Here’s another thing that Elon Musk is on the verge of disrupting: Ride-sharing.
The Tesla CEO is already shaking up the global automobile industry with his fleet of electric cars, but now he’s taking aim at ride-hailing services such as Uber and Lyft by creating his own car-sharing network—the so-called “Tesla Network.”
Elon Musk’s new autonomous car-sharing service will allow Tesla owners to make money from their electric vehicles when they are not in use.Flickr
On an Q3 earnings call on Wednesday, Musk said that future Tesla owners will be able to make money off their cars by renting them out for ride shares by using Tesla’s Autopilot feature, its famed semi-autonomous driving system.

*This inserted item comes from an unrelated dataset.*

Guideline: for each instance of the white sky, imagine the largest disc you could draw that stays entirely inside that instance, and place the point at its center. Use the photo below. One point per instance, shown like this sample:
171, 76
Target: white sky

“This would be something that would be a significant offset on the cost of ownership for a car, and a revenue generator for Tesla as well, but the majority of the revenue would go to owners,” he said, according to TechCrunch.
“This has been characterized as Tesla vs. Uber,” Musk added. “But it’s not Tesla versus Uber, it’s the people versus Uber.”
Musk means that Tesla owners will not be using their car’s self-driving function to give Uber or Lyft rides. Rather, Tesla owners—or “the people”—are competing directly against these companies.
Musk has seemingly confirmed the creation of the Tesla ride-sharing after retweeting TechCrunch’s writeup.
— TechCrunch (@TechCrunch) October 26, 2016
Just think, if the Tesla Network actually comes to fruition, a Tesla owner can make money by giving autonomous rides to the public while he or she is at work or on vacation. Instead of taking up space in a parking spot, the car can help ferry people from A to B.
However you feel about autonomous vehicles (here are some pros and cons) this nascent technology can be environmentally friendly.
“The key benefit of a self-driving vehicles is greater fuel efficiency,” as EcoWatch’s Dan Zukowski wrote recently. “The computer can drive better than you can. It will drive at a steady speed, will avoid jackrabbit starts and won’t exceed the speed limit. Ultimately, a preponderance of autonomous vehicles could reduce traffic congestion by communicating with each other and traveling together in a controlled caravan. Car-sharing and carpooling make for more efficient use of roadways, vehicles and infrastructure devoted to parking.”
Musk actually proposed his ride-sharing network idea back in July in his “Master Plan, Part Deux.” He wrote:
“When true self-driving is approved by regulators, it will mean that you will be able to summon your Tesla from pretty much anywhere. Once it picks you up, you will be able to sleep, read or do anything else enroute to your destination.
“You will also be able to add your car to the Tesla shared fleet just by tapping a button on the Tesla phone app and have it generate income for you while you’re at work or on vacation, significantly offsetting and at times potentially exceeding the monthly loan or lease cost. This dramatically lowers the true cost of ownership to the point where almost anyone could own a Tesla. Since most cars are only in use by their owner for 5% to 10% of the day, the fundamental economic utility of a true self-driving car is likely to be several times that of a car which is not.
“In cities where demand exceeds the supply of customer-owned cars, Tesla will operate its own fleet, ensuring you can always hail a ride from us no matter where you are.”
Also on yesterday’s earnings call, Tesla Motors reported its first quarterly net profit in more than three years. According to Fortune, Tesla posted a net income of $21.9 million and total revenue more than doubled to $2.30 billion.
“Record deliveries helped to offset rising expenses related to next year’s roll-out of the company’s mass-market Model 3 sedan,” Forbes wrote.
Musk said the company could turn a profit again in the fourth quarter. Reuters noted that Tesla’s positive earnings report should calm skeptics who have criticized the automaker’s plans to acquire solar panel sister company SolarCity.